Boss was staring at him, said: "What do you think what we put in the window? Ass ?"
Sep 16, 2011
a wealthy man and his wife
A wealthy man to travel,when sleep at night, offen dreamed of his wife love by stealth with a young man.
One day, he finally sent a telegram to the family. After the maid received ,she quickly read it to the hostess: "master said: 'I get a message that after I left, every
night there was a young man come to our family. In order to identify the authenticity, I will immediately go home' . "
Rich man's wife hear this and fear of exposing things of romantic, panicky.
Suddenly,she show happy expression,said to the maid : "Honey, there are ways, you say that young man is come to find you!"
Maid listen, quickly said: "I can not do! if master know, will be more angry."
One day, he finally sent a telegram to the family. After the maid received ,she quickly read it to the hostess: "master said: 'I get a message that after I left, every
night there was a young man come to our family. In order to identify the authenticity, I will immediately go home' . "
Rich man's wife hear this and fear of exposing things of romantic, panicky.
Suddenly,she show happy expression,said to the maid : "Honey, there are ways, you say that young man is come to find you!"
Maid listen, quickly said: "I can not do! if master know, will be more angry."
Sep 15, 2011
student activity
Bob was called to the office,and the teacher touched his head: Bob, your father own a company?

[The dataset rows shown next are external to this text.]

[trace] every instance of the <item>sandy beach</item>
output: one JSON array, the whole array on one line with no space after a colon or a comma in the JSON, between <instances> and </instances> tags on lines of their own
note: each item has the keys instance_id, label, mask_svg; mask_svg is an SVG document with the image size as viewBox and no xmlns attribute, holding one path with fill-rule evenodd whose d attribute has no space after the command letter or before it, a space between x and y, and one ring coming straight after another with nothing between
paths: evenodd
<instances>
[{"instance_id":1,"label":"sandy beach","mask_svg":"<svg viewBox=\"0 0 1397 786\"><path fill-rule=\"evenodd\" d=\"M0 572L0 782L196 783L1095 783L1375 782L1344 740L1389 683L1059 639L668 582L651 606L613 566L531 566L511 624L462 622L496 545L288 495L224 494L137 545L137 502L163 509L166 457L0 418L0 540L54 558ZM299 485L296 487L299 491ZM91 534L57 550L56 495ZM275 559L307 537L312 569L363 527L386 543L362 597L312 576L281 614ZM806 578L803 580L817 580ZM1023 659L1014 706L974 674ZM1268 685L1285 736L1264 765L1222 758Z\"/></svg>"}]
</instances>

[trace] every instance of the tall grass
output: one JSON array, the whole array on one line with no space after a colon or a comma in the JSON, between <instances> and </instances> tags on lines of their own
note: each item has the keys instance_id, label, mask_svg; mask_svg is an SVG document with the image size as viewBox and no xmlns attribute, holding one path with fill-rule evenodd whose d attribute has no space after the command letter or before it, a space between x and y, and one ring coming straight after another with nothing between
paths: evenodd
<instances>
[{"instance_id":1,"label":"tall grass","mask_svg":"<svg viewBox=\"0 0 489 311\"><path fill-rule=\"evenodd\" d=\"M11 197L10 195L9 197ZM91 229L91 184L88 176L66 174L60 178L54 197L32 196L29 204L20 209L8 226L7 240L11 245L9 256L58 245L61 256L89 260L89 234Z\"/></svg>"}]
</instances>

Bob nodded.
Teacher:we have a student activity,let your dad support we?
Bob went home and said that, parents sigh: Well, no method ,give 5000!
Bob go home the next day and said: teacher say do student activity better .......
Father suddenly stood up and said: What, is simply kidnapping, I am now losing money too!
Mother quickly press the father : that's no way, the children in the hands of others.
Teacher:we have a student activity,let your dad support we?
Bob went home and said that, parents sigh: Well, no method ,give 5000!
Bob go home the next day and said: teacher say do student activity better .......
Father suddenly stood up and said: What, is simply kidnapping, I am now losing money too!
Mother quickly press the father : that's no way, the children in the hands of others.
Jul 13, 2011
complaining wife
One pair of couples who married four decades-old in conversation.
His wife complained: "You do not good to me before, before you always sit next to me."
Her husband replied: "This is easy to handle." Then immediately moved to sit beside her.
"But in the past you always tight around me."
"This okay?" He grabbed his wife's neck.
"Do you remember how to kiss my neck, bite my ears?"
He is suddenly jumping up out the door.
Wife hurriedly asked: "Where are you going?"
Her husband replied: "I have to pick my dentures."
His wife complained: "You do not good to me before, before you always sit next to me."
Her husband replied: "This is easy to handle." Then immediately moved to sit beside her.
"But in the past you always tight around me."
"This okay?" He grabbed his wife's neck.
"Do you remember how to kiss my neck, bite my ears?"
He is suddenly jumping up out the door.
Wife hurriedly asked: "Where are you going?"
Her husband replied: "I have to pick my dentures."
Jul 12, 2011
Customer queries
In Rio de Janeiro, a passenger sitting in a taxi and ask the driver's: "I hear you there drive the car's speed amazing, but rarely have an accident, this is why?" "It's very simple." driver said:" Who do not high technology, had died in a car accident."